その方が隠れる場所も多いのに、今日は遮るものもないので、ばっちり殿下やイザベラ嬢の姿が見える。

 今日のイザベラ様は、果敢にウィルストン殿下にアタックしているようだ。
薄紫のドレスに、今日は珍しく髪を巻いている。
いつもは美しいストレートの髪をすとんと降ろしていることが多いが、今日はこてを使ったのかくるり、と大きく巻いている。

やっぱり、イザベラ様は美しい。

 遠目でみても、イザベラ様とウィルストン殿下のカップルは美男美女だし、隣に立っている姿をみると本当にお似合いの二人だ。

 なぜか、胸の奥がキュッと鳴った。おかしい、ウィルストン殿下のことは、全く好きでも何でもないのに。
不思議に思って、また殿下をみると、少し難しい顔をしながら必死に何か話している様子が見えた。

 イザベラ様も、扇で口元を隠しているがあの顔は喜んでいる顔だ。

 ウィルストン殿下と会話すると、いつもイザベラ様は機嫌が良くなっている。
腰ぎんちゃくとしては、機嫌の良しあしは大変気になるところだけど、既にイザベラ様に敵認定されているみたいで、実は誰も私に話しかけてこない。
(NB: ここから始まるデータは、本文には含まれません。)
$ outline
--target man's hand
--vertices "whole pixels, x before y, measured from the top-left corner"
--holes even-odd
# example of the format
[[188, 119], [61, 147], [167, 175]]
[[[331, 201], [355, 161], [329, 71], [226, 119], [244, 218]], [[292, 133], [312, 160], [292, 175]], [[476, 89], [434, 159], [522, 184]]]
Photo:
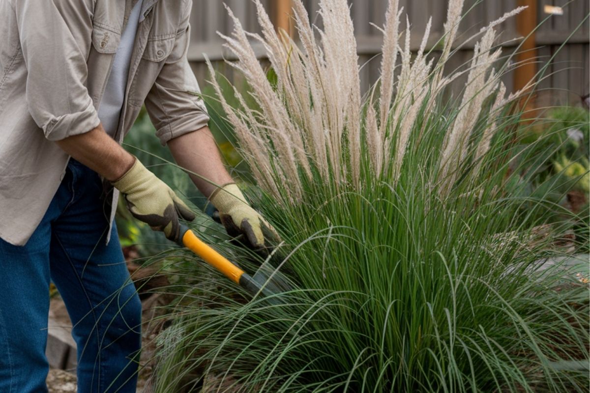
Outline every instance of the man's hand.
[[218, 190], [209, 200], [219, 210], [221, 223], [230, 236], [244, 235], [250, 245], [258, 249], [279, 241], [274, 229], [248, 204], [235, 183]]
[[175, 242], [178, 239], [178, 217], [192, 221], [195, 214], [163, 181], [136, 158], [135, 163], [113, 186], [125, 196], [133, 217], [161, 230]]

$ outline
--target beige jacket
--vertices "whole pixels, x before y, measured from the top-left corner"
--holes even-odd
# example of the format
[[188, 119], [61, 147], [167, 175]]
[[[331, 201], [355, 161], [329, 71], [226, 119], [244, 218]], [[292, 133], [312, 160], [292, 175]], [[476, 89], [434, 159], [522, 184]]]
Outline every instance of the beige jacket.
[[[0, 237], [9, 243], [26, 243], [63, 177], [69, 157], [53, 141], [99, 125], [97, 108], [136, 1], [0, 0]], [[144, 103], [162, 144], [206, 125], [186, 60], [191, 6], [144, 0], [119, 143]]]

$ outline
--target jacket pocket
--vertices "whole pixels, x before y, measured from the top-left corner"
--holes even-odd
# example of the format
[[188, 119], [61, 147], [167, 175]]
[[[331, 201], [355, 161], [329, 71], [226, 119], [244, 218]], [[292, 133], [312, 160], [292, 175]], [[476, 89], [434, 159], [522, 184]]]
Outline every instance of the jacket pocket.
[[175, 37], [148, 39], [143, 58], [159, 62], [168, 58], [174, 48]]
[[92, 28], [92, 45], [99, 53], [116, 53], [121, 42], [121, 34], [95, 24]]

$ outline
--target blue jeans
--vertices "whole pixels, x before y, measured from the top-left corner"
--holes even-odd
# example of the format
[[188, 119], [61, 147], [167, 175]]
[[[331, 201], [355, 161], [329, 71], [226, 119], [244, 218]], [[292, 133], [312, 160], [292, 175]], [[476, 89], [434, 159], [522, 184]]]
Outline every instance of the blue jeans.
[[135, 393], [141, 303], [107, 216], [96, 173], [71, 160], [24, 246], [0, 239], [0, 392], [47, 392], [49, 284], [77, 344], [78, 391]]

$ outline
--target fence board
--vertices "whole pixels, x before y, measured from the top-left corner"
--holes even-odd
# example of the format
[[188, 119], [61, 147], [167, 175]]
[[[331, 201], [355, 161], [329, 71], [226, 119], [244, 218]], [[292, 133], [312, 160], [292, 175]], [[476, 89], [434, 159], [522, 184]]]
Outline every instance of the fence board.
[[[372, 22], [378, 26], [385, 23], [385, 16], [388, 0], [348, 0], [351, 4], [351, 12], [355, 22], [355, 33], [358, 36], [359, 61], [364, 64], [362, 70], [361, 81], [363, 89], [366, 90], [374, 83], [379, 75], [380, 57], [378, 55], [381, 48], [381, 32], [369, 25]], [[230, 54], [221, 48], [221, 42], [215, 32], [224, 34], [231, 32], [232, 23], [224, 9], [222, 2], [219, 0], [194, 0], [192, 24], [191, 45], [188, 56], [193, 70], [199, 81], [208, 78], [204, 64], [205, 52], [215, 62], [224, 58], [232, 60]], [[244, 27], [250, 31], [258, 32], [255, 9], [252, 2], [246, 0], [226, 0], [226, 3], [232, 8], [234, 14], [240, 19]], [[310, 19], [313, 22], [322, 26], [321, 18], [317, 14], [319, 0], [303, 0], [307, 8]], [[272, 11], [273, 0], [263, 0], [267, 10]], [[424, 28], [429, 16], [432, 15], [432, 25], [431, 39], [428, 47], [433, 46], [441, 37], [443, 24], [446, 19], [448, 0], [399, 0], [400, 5], [404, 7], [409, 14], [414, 38], [411, 44], [413, 50], [416, 50], [424, 34]], [[571, 35], [578, 25], [580, 24], [590, 12], [590, 4], [586, 0], [543, 0], [539, 1], [537, 20], [540, 22], [548, 15], [544, 13], [545, 5], [564, 6], [564, 15], [551, 16], [538, 29], [536, 34], [538, 55], [540, 62], [546, 61], [550, 55]], [[466, 38], [476, 32], [481, 27], [494, 20], [504, 12], [516, 8], [517, 0], [484, 0], [476, 4], [476, 0], [466, 0], [464, 12], [467, 12], [476, 4], [462, 22], [459, 32], [459, 40]], [[271, 14], [270, 15], [272, 15]], [[405, 16], [402, 15], [401, 28], [405, 28]], [[547, 79], [541, 81], [540, 88], [566, 89], [575, 95], [586, 94], [590, 78], [590, 22], [586, 18], [581, 28], [572, 36], [568, 44], [564, 45], [561, 52], [556, 56], [555, 62], [548, 69]], [[513, 39], [517, 37], [515, 18], [504, 22], [498, 28], [500, 42], [512, 40], [503, 45], [505, 55], [507, 55], [518, 44]], [[471, 42], [463, 46], [460, 50], [451, 59], [446, 70], [450, 71], [463, 65], [471, 55], [473, 44]], [[262, 58], [263, 48], [259, 45], [255, 46], [255, 51]], [[437, 55], [436, 52], [432, 55]], [[367, 63], [367, 62], [369, 62]], [[366, 64], [365, 64], [366, 63]], [[220, 62], [216, 63], [222, 67]], [[539, 68], [541, 65], [539, 65]], [[224, 72], [231, 80], [234, 72], [230, 67], [223, 67]], [[512, 88], [512, 73], [504, 77], [503, 80], [509, 90]], [[453, 88], [453, 93], [460, 91], [464, 80], [460, 80]], [[568, 95], [566, 93], [555, 93], [556, 99], [563, 101]], [[571, 97], [574, 94], [569, 95]]]

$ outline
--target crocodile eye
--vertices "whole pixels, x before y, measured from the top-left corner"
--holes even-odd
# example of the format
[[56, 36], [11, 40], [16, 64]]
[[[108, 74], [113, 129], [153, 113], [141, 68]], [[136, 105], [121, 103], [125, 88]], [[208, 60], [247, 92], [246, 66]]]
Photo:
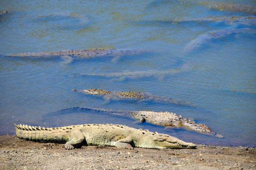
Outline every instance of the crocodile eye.
[[159, 141], [159, 142], [163, 142], [164, 141], [164, 140], [163, 139], [156, 139], [156, 140]]

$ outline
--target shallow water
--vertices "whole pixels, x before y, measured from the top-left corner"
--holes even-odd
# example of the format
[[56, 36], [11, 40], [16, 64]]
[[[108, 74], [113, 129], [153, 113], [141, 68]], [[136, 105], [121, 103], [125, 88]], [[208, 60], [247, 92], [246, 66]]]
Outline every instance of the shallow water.
[[[223, 3], [256, 6], [253, 0], [1, 1], [0, 10], [9, 13], [0, 17], [0, 134], [14, 134], [13, 123], [50, 127], [109, 123], [195, 143], [255, 147], [256, 34], [208, 37], [186, 48], [211, 32], [255, 30], [251, 21], [246, 24], [209, 21], [256, 17], [209, 7]], [[71, 61], [6, 56], [100, 48], [147, 52]], [[170, 70], [177, 71], [166, 71]], [[134, 73], [147, 71], [144, 75]], [[107, 74], [117, 76], [102, 75]], [[105, 100], [71, 91], [90, 88], [148, 93], [197, 107]], [[60, 111], [77, 107], [168, 111], [205, 124], [224, 137], [168, 130], [129, 117], [81, 109]]]

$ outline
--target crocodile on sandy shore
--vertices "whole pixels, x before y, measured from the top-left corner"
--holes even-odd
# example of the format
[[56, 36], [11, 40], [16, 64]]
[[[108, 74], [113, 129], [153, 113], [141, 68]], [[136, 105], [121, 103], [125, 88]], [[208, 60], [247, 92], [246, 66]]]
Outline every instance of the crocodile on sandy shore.
[[[65, 109], [58, 112], [63, 114], [63, 113], [67, 113], [70, 112], [73, 113], [76, 111], [87, 113], [92, 112], [94, 113], [94, 112], [99, 112], [119, 116], [131, 117], [142, 123], [146, 121], [151, 124], [165, 127], [168, 128], [171, 127], [183, 128], [186, 129], [199, 132], [205, 134], [218, 137], [223, 137], [222, 135], [213, 131], [210, 128], [204, 124], [196, 123], [194, 121], [183, 118], [181, 115], [168, 112], [129, 111], [112, 109], [80, 108], [77, 107]], [[52, 114], [51, 113], [49, 115], [52, 116]]]
[[132, 149], [194, 148], [196, 145], [168, 134], [151, 132], [125, 125], [88, 124], [55, 128], [16, 125], [19, 137], [35, 141], [65, 143], [72, 149], [82, 145], [105, 145]]
[[212, 31], [200, 36], [191, 41], [185, 47], [185, 50], [189, 51], [195, 48], [203, 43], [212, 40], [220, 39], [232, 34], [256, 33], [256, 30], [249, 28], [224, 29]]
[[65, 60], [74, 58], [89, 58], [99, 57], [120, 56], [138, 54], [145, 52], [143, 50], [106, 49], [104, 48], [65, 50], [56, 51], [9, 54], [6, 56], [18, 57], [59, 57]]
[[182, 105], [189, 107], [196, 106], [195, 105], [190, 102], [184, 102], [180, 100], [139, 92], [128, 91], [111, 92], [97, 89], [89, 89], [82, 90], [73, 89], [72, 89], [72, 91], [87, 94], [99, 95], [103, 96], [106, 99], [115, 100], [128, 99], [142, 101], [155, 101], [172, 103], [175, 105]]

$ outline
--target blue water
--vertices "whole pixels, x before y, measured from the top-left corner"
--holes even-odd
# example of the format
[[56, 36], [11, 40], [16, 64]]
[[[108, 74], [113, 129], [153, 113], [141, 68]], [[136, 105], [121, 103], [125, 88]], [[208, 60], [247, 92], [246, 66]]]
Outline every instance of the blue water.
[[[256, 17], [210, 7], [224, 3], [256, 6], [253, 0], [1, 1], [0, 11], [9, 13], [0, 17], [0, 134], [14, 134], [13, 123], [46, 127], [109, 123], [157, 131], [197, 143], [255, 147], [256, 34], [200, 39], [224, 29], [256, 30], [253, 22], [205, 19]], [[193, 42], [196, 43], [188, 48]], [[71, 62], [7, 56], [99, 48], [147, 52]], [[152, 75], [122, 75], [136, 71]], [[161, 71], [165, 73], [154, 73]], [[91, 75], [118, 73], [120, 76]], [[106, 100], [71, 91], [90, 88], [148, 93], [197, 107]], [[168, 130], [95, 112], [61, 111], [77, 107], [168, 111], [205, 124], [224, 137]]]

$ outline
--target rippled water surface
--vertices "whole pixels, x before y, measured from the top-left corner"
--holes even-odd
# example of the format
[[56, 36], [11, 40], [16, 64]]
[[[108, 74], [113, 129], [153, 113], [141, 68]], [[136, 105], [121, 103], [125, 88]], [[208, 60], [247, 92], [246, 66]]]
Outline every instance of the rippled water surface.
[[[0, 11], [9, 12], [0, 16], [0, 134], [14, 134], [14, 123], [109, 123], [197, 143], [255, 147], [256, 15], [243, 8], [212, 7], [231, 4], [256, 6], [253, 0], [1, 0]], [[8, 56], [102, 48], [143, 52], [73, 60]], [[197, 106], [71, 90], [90, 88], [148, 93]], [[224, 137], [97, 112], [61, 111], [78, 107], [168, 111]]]

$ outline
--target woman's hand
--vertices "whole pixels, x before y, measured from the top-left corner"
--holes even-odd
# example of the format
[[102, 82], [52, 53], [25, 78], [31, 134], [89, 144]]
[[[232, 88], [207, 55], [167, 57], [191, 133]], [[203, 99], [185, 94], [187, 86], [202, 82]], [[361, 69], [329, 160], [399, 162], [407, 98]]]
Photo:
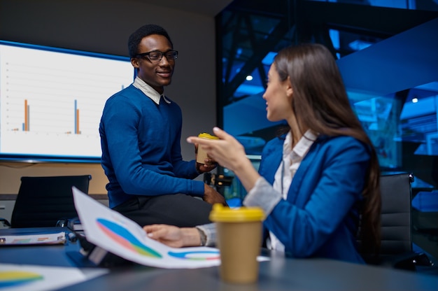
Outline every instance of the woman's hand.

「ハァ、なっちゃった、イザベラ様に敵認定されるなんて」

 なぜか、殿下から花束付で招待状を貰ったこととか、宰相の選抜ではなく殿下推薦で私がお茶会に来ていることなどが、イザベラ様にバレた。

 よって、イザベラ様の新たなターゲットとして敵認定されたのだ。

 過去、イザベラ様から敵認定をされて生き残っている令嬢はいない。
皆、領地に引きこもるか不良物件と結婚して社交界から遠ざかっている。

 もう、殿下のロックオンを外しても社交界に戻れないかもしれない。
全くもって面倒な立場になってしまった。

 一人でポツンと立っているのもバカらしい、私はお菓子エリアに行って今日の焼き菓子を眺める。
やはり今日も美しく、そして美味しそうなお菓子たちが私を見つめている。

 そうね、今日はこのプチ・タルトを頂こうかしら。

 お淑やかな令嬢とは言い難いほど、口を大きく「あーん」と開けて、プチ・タルトを一つ丸ごと食べる。
これまで宮廷で出されるお菓子は、なるべく小さく刻んで口に入れていた。

けど、もう、マナーも何もあるか!
どうせもう嫌われているのだから、開き直って美味しいものを美味しくいただきたい。

「君は、本当に甘いものに目がないんだね」

 まだ口の中にはタルトがいて、幸せを噛みしめていたのに、私はごくん、と飲み込んでから振り返る。

 そこにいたのは、いつも通り銀色の髪を輝かせて微笑むウィルストン殿下であった。

「殿下、殿下も欲しいのですか? では、どうぞ」

 やけになっていた私。プチ・タルトを一つとって、殿下の口元に運ぶ。
こんな無礼なことをすれば、流石に引くだろう。

 と思っていたのに、殿下も大きく口を開けると、パクっと私の手からタルトをそのまま口の中に入れた。


「――!!!――」


 冗談半分だったのに! 私の指までちょろっと舐めて、殿下は口をもぎゅもぎゅと動かしてからごくん、と飲みこんだ。

「うん、このタルトも美味しかった。君の手から頂くと、何でも美味しくなるようだね」

 舌をペロッとだして唇についた屑を舐める仕草は、何とも言えない色気がある。
ぞくぞくっとした寒気のようなものが背中に走る。

「そ、それは、良かったですわ」

 どどど、どうしよう。何故か殿下はくくく、と揶揄うような視線で私を見つめてくる。
そしてその殿下の向こう側には、また般若のお面を被ったようなイザベラ様の顔が見えた。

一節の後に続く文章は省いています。